I’d been trying to short circuit the PHP redirect code with the quicker apache redirect for the simplest case with the following line: Redirect Permanent /b2/archives https://journalized.zed1.com/
There are so many regular expression RedirectMatch lines in there that I forgot that that line would retain the rest of the URL when redirecting. You can even see where the extra slash came from!
Lesson learned: When making a change like this don’t just check it works, check that the other stuff isn’t broken!
Short link to this post: https://z1.tl/l4
Don’cha hate when that happens? I did the exact same thing when I moved servers, so it was doing some strange 301-ing.

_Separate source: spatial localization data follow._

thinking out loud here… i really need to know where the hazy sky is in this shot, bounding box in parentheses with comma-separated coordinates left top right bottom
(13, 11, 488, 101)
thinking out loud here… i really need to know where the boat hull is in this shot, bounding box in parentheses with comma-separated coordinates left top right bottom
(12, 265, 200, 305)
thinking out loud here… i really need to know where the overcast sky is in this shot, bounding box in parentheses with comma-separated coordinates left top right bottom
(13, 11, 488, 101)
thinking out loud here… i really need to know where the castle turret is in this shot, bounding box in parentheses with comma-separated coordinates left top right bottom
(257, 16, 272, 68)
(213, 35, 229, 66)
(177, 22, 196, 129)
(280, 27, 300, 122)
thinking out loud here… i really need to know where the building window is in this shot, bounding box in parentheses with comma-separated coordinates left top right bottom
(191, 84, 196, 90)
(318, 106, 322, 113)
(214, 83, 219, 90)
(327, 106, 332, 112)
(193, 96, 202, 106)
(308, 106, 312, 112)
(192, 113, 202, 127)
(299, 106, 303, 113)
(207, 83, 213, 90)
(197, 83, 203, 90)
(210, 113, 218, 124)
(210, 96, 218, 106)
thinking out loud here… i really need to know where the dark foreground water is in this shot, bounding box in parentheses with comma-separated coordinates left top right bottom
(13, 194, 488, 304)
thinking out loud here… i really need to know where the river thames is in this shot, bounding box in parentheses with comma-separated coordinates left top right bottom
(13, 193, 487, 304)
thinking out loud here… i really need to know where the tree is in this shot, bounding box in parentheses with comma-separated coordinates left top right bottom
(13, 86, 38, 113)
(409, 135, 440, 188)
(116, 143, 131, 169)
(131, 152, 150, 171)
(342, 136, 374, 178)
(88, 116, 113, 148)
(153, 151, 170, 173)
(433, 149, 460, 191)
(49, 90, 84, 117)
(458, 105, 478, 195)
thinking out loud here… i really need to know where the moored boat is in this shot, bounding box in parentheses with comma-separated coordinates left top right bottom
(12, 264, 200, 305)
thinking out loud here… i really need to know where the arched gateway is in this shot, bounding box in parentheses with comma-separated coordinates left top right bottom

Chalk it up to the webmaster’s laziness. Or rather, the miscommunication between the brain and the dimwit fingers 😛
Pingback: Is there a PC Doctor in the house?
You should consider setting up an RSS feed for these notifications – I run feeds for all sorts of stuff from my site and it’s pretty handy and does not mess up your mail either! 🙂
Richard has a great idea … you could also probably hack together a database tool that would allow you to get some handle on the sources of the 404s … let some scripts do the work for you rather than using brainpower to follow the rabbit trail. 🙂
Hey Mike, just a quick note to say thanks loads for the great theme. I am using it for my internet Radio Show (podcast) FirstPersonShow.net
I’ve Enjoyed having a poke around your website, and I’ll be back again to check out more later.
thanks,
Kevin
“celebrating the uncelebrated”
Would you share your 404 page? 🙂
Thanks.
Hi Eric,
I’ll look at packaging it up and distributing it here.
Mike
I call it htaccess hazard. This is the reason I am extremely cautious touching that thing.
However sometimes it is the best option.
u seem to be expert when it comes to pc webs blogs n programming .etc
im just a beginner i mean i jsut started my blog in http://sparkling-spirit.blogspot.com/
u can stop by there ur comments will b more than welcomed
just one Q : I wanna have calandar in my blog how can i add that?
thanx
O ok i just saw that the calandar u have is related to ur archieve .
oops !!
neyway what bout the pic ? i want to have a pic next to my nick name each time i upload a post how can i do that?
Oh, you mean you don’t like it when everyone puts in a wrong url just so you can get e-mail? =)
I usually just go over my stats at the end of every week an see where everyone is going wrong and fix it from there.